Fadli Zon, ketua DPP
Gerindra membenarkan adanya ongkos politk yang sangat mahal untuk nyaleg. Partai Gerindra meminta uang
kontribusi paling besar mencapai Rp 300 juta bagi setiap caleg. Menurutnya dana
tersebut akan dikelolah oleh partai. Dana itu untuk kampanye caleg. Selain itu
dana yang terkumpul tadi juga untuk membayar saksi partai saat penghitungan
suara. Bisa dibayangkan jika ada 7.000 TPS, dan satu TPS membutuhkan dua saksi,
maka total saksi yang dibutuhkan 14.000 orang saksi.
Melihat keadaan yang
seperti ini, banyak caleg DPR yang “melarikan diri”, berpindah ke Dewan
Perwakilan Daerah (DPD). Dalam diskusi bertema “Peminat caleg DPD membeludak,
ada apa?”, Makhsum Sofwan, salah satu anggota DPD, menjelaskan Jika menjadi
caleg DPR, mereka harus melakukan setoran dana untuk partai. Apabila tidak
mematuhi, caleg kerap mendapat intimidasi dari partainya. Hal inilah yang
menjadi beban bagi caleg pada masa-masa kampanye.
Sedangkan, menurut
pengamat politik, Hanta Yudha, banyaknya peminat caleg dari DPR ke DPD adalah
pelarian politikus yang kalah bersaing di internal sebuah partai. Meningkatnya
caleg di DPD bisa berdampak positif dan negatif. Dampak positif itu akan muncul
jika si caleg ingin memperkuat posisi dan peran DPD. Sedangkan dampak
negatifnya adalah jika si caleg hanya mencari penghidupan dari DPD.

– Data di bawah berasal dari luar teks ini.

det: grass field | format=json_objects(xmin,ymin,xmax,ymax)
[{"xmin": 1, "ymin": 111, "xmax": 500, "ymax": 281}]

Setidaknya “itung-itung” untung rugi caleg ini menjadi pertimbangan bagi siapa saja yang berkeinginan nyaleg. Kita tidak perlu berbicara idealisme jika perut tidak terpenuhi kebutuhannya; kita juga tidak perlu bicara kesejahteraan rakyat jika keserakahan masih menjadi sifat kita; dan juga tidak perlu rapat-rapat jika masih saja berdepat tak berujung. Semoga seleksi Daftar Caleg Sementara (DCS) yang dilakukan Komisi Pemilihan Umum (KPU) benar-benar akan memunculkan caleg-caleg yang bertanggung jawab kepada dirinya, pemilihnya dan Tuhannya.